7) The cops were told NOT to put the alcohol and the other stuff on the police report, there was a sobriety test done one the driver. He did NOT passed it so it was covered up. The evidence is probably gone buuuuuut who knows lol integration a good integration will tell the tale.

8) The police report was meant to look minor and that was why the delay of you getting the police report waiting on surprises and they saw the coast was clear they sent out the report. They had no worries until you got pictures to prove them wrong. That's why no judge will favor for you. Pay Off!!!

9) Facebook the kids posted pictures then they were deleted because they were told to do so. There is a way to retrieve them with the right civil lawyer they can do it. The kids posted the beer and the kids seen what happened don't let them fool you. The right lawyer can get access to all the Facebook accounts at school. Don't let anyone tell you different.
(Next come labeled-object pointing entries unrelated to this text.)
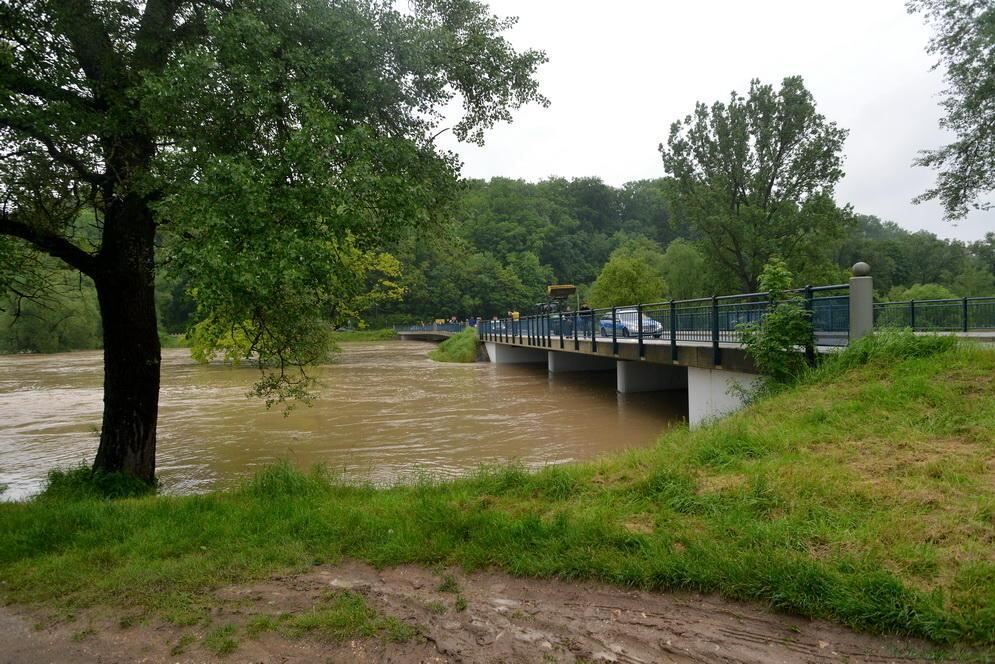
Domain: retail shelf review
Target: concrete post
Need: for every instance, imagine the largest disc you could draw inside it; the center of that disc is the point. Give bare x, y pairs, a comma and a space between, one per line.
861, 301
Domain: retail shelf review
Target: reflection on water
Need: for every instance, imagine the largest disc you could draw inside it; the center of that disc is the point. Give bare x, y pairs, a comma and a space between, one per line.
386, 413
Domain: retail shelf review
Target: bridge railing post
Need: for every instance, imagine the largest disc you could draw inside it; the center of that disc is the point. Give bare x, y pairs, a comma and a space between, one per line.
716, 351
673, 331
594, 336
614, 331
810, 346
861, 301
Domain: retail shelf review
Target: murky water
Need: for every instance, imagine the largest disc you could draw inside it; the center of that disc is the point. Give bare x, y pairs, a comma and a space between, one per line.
386, 413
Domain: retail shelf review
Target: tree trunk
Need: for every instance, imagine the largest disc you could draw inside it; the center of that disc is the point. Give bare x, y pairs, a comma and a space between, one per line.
126, 291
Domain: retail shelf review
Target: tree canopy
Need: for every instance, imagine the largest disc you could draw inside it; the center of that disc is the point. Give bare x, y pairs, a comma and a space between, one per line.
755, 178
965, 45
269, 149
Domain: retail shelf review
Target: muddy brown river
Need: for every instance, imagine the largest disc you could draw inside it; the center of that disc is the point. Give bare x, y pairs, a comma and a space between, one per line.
386, 413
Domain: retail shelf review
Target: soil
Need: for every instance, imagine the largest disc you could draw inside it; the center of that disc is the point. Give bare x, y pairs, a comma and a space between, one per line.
499, 619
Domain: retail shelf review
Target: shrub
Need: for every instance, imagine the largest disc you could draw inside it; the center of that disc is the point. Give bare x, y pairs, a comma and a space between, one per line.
775, 341
83, 483
460, 347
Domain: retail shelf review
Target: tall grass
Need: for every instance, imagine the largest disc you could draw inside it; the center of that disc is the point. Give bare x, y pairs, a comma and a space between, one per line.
864, 496
461, 347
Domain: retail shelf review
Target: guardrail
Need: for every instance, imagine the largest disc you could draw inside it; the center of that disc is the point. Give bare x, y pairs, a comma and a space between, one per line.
711, 320
434, 327
951, 315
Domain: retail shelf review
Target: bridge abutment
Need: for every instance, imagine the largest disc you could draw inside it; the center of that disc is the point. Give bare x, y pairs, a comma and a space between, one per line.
644, 377
713, 393
505, 354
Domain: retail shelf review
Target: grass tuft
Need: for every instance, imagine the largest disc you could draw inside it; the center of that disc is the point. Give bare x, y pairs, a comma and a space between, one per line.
461, 347
82, 483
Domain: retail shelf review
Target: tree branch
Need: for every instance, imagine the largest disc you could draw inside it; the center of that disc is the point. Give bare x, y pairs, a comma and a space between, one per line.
57, 153
52, 244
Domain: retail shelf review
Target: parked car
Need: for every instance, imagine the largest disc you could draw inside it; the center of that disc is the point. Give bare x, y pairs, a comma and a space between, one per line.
627, 325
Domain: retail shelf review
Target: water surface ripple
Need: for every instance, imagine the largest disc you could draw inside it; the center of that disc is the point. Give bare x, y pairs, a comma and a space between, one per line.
386, 413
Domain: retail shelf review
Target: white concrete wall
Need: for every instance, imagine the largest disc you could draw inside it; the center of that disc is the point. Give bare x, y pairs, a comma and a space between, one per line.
713, 393
505, 354
563, 362
632, 376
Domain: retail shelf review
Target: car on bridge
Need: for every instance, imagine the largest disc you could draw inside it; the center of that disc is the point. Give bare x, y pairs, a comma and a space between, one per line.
627, 325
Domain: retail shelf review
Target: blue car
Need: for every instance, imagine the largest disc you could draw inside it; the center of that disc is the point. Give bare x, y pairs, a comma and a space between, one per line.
627, 325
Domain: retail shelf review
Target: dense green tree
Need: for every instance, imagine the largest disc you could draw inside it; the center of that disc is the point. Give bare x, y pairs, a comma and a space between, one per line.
276, 145
965, 45
755, 178
627, 280
684, 271
921, 292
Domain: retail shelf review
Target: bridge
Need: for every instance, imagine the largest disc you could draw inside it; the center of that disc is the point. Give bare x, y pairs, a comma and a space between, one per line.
695, 345
433, 332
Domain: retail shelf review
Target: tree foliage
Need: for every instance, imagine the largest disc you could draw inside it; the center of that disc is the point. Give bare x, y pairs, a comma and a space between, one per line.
774, 342
627, 280
755, 178
272, 148
964, 44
It can be done.

10) It was a favor for a favor for the boys to keep the alcohol off the police report. Look within the parents and family of the boys it's there it's all there. Remember when you and your mother went to the FBI building and got shut down. Just think Tina it's there right in front of your eyes. The FBI shut you down for a reason.

11) The final the nail in your back and to ruin your life is THE BOOK for revenge. Like you stated a very sloppy cover up.

12) Your civil rights have been violated because you have had NO rights what so ever on purpose. The numbering and spacing will help the right lawyer out in the future. I need to hang tough because I will get a team of lawyers. The scumbags will get what is coming to them and what they get is what they deserve. You can't get help in Arkansas but there are teams out there on the east coast and west coast that will help you. Keep my story out there and help will come. This is a major pay off boils back down to your book. There's more people on your side than you think and they rooting for you to get on national television to tell your story because Tina you have a story to tell world wide and the civil rights committee can bring you justice and ease your mother's mind because both of you have gone through hell. Karma is gonna be bad plus God doesn't like UGLY one bit. What you need is Dr Phil,  AL Sharpton and MADD let's see if Arkansas can shut them down. Needless to say I don't think so.